The first lawsuit focused on a different part of HB2, the rule that doctors performing abortions obtain admitting privileges at nearby hospitals. The U.S. Supreme Court declined to intervene in that case, and that part of the law still stands, except for two clinics.

The second lawsuit focuses primarily on the surgery center rule, according to attorney David Brown. He’s part of the legal team at The Center for Reproductive Rights in New York, which helped some of the Texas clinics file the second lawsuit.

Brown said no one can say for sure why the U.S. Supreme Court chose to intervene this time around. But he noted the reality on the ground has changed since last fall.

“Now we have hindsight and so the courts are looking at not what could happen but also what already has,” Brown said.

Since last fall, more Texas clinics have closed, which made the “evidence” presented in the second lawsuit more compelling, Brown explained.
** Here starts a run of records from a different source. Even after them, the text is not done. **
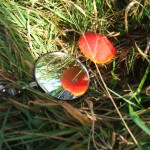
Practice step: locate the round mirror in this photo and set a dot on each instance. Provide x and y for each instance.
(61, 75)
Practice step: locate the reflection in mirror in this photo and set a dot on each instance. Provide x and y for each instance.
(61, 75)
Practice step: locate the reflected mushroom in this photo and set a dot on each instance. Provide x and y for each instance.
(96, 47)
(75, 81)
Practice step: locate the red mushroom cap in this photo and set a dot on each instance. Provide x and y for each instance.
(96, 47)
(75, 81)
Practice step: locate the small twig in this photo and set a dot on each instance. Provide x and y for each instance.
(126, 15)
(121, 117)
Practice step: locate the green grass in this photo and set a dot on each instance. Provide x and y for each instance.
(34, 120)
“We were able to show that when clinics have to comply with onerous restrictions that are designed to close them under the pretext of health, that they will in fact close, that compliance is impossible,” Brown said, “And that when women have to drive hundreds of miles to get to the nearest health clinic for abortion services, many of them won’t be able to do that.”

Brown said although the Fifth Circuit appeal could be heard in December it’s more likely it will take place early in 2015.